I would still like to critique the author for inadequate focus on the Bangladeshi developments regarding certiorari. Interestingly, however, the short discussion on the Bangladeshi jurisprudence holds the strongest of all arguments advanced by others so far. The author argues that courts in Bangladesh have not yet 'caught up' the newer public law principles of judicial review (at p. 13). In his own words, the Court has yet to ''liberat[e] itself from the fetters of 'jurisdictional' and 'non-jurisdictional' approach''. The author also clearly argues that the wording in article 102 of the Constitution of Bangladesh regarding certiorari, which gives the judges power to declare anything as having 'been done ... without lawful authority,' makes room for a progressive certiorari arresting any illegality committed by public authorities. I have elsewhere [Law & Our Rights, 29 October 2005] argued for a society-specific reformulation of judicial review in Bangladesh, urging the courts to shun the bondage with colonial jurisprudence, and now find an energizing support in Ahmed's argument. After the author wrote in 2003, Bangladeshi top judges have made some progress towards modernizing certiorari or judicial review in general, but have not yet fully realized its public law rationales. For example, the courts still hesitate in intensely reviewing public contracts and lag behind in utilizing the fundamental rights with their full potential. Ahmed's penetrating argument thus still rings true. As he concludes, at p. 148, ''[t]he ground is well prepared now as it always was .... Let the great judicial power entrusted to our judges ... be used by them to usher in a new era of a liberal and progressive constitutional order.''

I would have also wished the author to shed light on the constitutional nature of the administrative law remedy of certiorari in Bangladesh. Lastly, he would have done better to touch on the probable impact of the UK Human Rights Act on the future of the common law-driven remedy of certiorari in England.

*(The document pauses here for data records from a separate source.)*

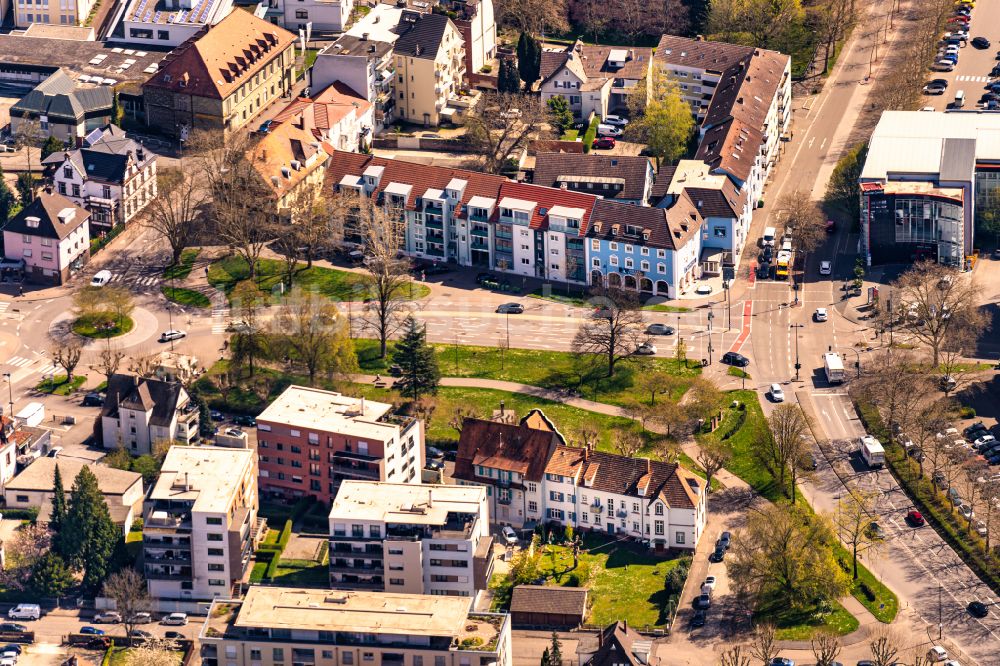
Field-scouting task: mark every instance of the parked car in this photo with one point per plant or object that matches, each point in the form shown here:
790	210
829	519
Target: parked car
107	617
733	358
511	308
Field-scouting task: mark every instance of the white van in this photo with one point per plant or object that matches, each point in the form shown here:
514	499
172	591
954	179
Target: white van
100	278
25	612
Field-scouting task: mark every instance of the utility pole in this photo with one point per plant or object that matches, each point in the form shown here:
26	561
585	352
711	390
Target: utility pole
797	364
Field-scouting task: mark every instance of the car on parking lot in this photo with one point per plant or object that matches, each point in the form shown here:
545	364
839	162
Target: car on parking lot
659	329
733	358
510	308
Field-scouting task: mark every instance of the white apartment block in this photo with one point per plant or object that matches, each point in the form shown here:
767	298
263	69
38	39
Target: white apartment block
200	525
414	539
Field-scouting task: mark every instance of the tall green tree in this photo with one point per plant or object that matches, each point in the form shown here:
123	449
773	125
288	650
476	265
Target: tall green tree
529	59
418	361
89	536
58	519
560	114
50	576
508	80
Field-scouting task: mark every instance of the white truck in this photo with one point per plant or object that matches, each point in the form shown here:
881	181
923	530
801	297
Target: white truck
872	452
834	367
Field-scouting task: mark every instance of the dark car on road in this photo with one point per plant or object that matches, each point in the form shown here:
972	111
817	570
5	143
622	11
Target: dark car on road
738	360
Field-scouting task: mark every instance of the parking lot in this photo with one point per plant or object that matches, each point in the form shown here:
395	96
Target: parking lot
972	73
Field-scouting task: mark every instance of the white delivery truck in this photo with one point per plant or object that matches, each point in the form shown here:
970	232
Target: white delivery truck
834	367
872	452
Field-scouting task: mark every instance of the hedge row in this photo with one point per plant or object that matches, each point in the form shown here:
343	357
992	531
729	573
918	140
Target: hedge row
932	503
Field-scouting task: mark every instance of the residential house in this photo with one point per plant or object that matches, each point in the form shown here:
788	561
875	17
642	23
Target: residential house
280	625
51	236
337	116
410	538
624	178
140	412
33	488
221	78
509	460
309	440
725	209
594	79
430	66
63	108
110	175
200	524
169	23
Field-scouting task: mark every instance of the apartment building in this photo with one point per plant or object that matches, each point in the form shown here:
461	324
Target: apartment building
50	237
110	175
220	79
594	79
200	524
274	626
310	440
414	539
159	23
140	412
534	476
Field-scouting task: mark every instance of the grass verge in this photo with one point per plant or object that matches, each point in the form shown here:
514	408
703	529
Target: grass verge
188	297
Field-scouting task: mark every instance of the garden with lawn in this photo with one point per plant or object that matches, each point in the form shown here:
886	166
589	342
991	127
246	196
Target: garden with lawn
334	284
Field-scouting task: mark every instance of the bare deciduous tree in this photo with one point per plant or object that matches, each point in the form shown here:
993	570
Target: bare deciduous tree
614	331
501	125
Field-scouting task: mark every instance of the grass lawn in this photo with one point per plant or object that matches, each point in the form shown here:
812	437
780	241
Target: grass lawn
182	268
102	325
626	581
337	285
183	296
59	386
548	369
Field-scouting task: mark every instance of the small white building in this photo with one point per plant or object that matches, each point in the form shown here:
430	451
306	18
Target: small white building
51	235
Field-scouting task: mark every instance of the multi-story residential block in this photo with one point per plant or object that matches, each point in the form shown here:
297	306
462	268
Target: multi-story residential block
530	472
272	626
50	237
337	116
63	108
220	79
309	440
140	412
200	524
594	79
110	175
928	179
160	23
34	488
726	210
324	15
416	539
624	178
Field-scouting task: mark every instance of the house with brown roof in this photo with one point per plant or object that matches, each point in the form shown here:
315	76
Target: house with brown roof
220	79
594	79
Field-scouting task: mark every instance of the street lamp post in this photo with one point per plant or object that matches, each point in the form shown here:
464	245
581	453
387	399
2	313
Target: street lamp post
797	364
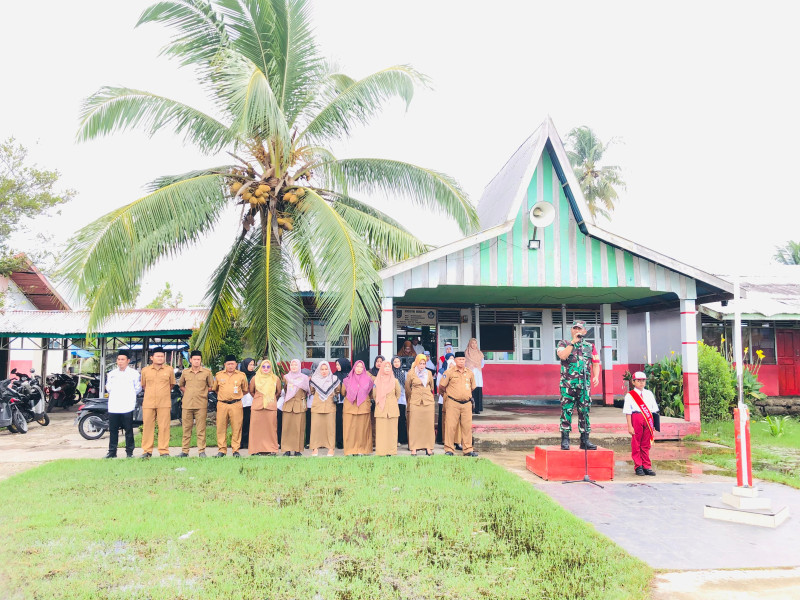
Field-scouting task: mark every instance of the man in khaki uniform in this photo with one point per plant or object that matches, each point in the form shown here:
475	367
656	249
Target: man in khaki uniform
456	387
230	385
157	382
195	383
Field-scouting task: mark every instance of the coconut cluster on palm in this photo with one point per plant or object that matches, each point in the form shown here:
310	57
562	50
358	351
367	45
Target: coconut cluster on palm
279	107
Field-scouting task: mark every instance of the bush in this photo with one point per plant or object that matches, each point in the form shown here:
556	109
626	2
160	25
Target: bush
716	389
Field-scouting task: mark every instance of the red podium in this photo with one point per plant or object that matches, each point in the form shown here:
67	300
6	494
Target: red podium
554	464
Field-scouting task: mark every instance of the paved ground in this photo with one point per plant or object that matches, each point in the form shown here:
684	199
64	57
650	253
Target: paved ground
657	519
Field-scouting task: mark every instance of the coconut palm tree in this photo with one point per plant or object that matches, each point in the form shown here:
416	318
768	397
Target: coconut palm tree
788	254
598	183
278	108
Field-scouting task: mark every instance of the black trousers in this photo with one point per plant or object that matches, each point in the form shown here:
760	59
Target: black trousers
245	427
125	422
477	397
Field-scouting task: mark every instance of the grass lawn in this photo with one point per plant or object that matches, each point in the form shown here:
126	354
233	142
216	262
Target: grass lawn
774	458
279	528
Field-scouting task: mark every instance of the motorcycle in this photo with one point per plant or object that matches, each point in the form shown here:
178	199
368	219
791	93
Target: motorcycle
92	417
62	389
11	416
29	397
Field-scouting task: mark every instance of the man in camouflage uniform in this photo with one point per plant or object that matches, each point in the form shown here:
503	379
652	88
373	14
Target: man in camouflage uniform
578	360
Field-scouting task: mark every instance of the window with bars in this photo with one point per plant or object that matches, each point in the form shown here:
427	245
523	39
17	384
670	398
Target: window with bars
318	346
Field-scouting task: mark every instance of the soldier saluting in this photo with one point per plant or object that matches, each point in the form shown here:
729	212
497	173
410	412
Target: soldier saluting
579	359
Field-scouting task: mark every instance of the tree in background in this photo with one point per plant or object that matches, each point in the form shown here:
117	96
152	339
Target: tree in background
26	191
165	299
279	107
598	183
788	254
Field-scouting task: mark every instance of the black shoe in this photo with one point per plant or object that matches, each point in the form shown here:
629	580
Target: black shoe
585	443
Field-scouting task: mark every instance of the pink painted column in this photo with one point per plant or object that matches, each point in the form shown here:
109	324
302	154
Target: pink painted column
606	356
691	389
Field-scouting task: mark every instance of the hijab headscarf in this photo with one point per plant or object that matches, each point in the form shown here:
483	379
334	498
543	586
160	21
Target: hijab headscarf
374	370
324	385
358	386
420	369
295	380
473	355
446	362
243	368
266	383
384	385
399	374
344	368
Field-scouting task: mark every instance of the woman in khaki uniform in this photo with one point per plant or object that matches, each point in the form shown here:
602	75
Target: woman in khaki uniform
323	388
293	433
386	393
420	406
265	387
356	412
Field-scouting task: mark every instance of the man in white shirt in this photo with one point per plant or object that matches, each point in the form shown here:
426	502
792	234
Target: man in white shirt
122	385
639	407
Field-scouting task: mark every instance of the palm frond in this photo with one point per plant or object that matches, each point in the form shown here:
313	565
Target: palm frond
224	296
356	102
244	91
200	30
389	240
430	189
106	259
271	307
349	284
113	109
276	36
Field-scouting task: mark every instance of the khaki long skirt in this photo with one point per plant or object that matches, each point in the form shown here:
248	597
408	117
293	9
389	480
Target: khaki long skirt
323	431
386	436
293	434
421	434
263	431
357	434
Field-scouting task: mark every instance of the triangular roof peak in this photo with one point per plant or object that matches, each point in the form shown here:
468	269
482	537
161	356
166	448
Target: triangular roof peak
504	195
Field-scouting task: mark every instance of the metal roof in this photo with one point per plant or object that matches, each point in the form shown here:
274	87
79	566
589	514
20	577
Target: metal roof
773	294
65	323
32	282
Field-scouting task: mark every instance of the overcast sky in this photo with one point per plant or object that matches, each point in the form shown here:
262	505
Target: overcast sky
702	95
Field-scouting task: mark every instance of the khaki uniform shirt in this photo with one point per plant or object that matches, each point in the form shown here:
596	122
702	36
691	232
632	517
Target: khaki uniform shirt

The book constitutes an extremely significant contribution to the Bangladeshi public law jurisprudence which often falls into legal depression and subversion. The arguments in the book are clear, lucidly-worded and exceedingly convincing, and they portray a fabulous legal craftsmanship. This is a must read for lawyers, judges, law students and legal educators, and indeed for every one interested in public law.

The reviewer is Associate Professor of Law, University of Dhaka.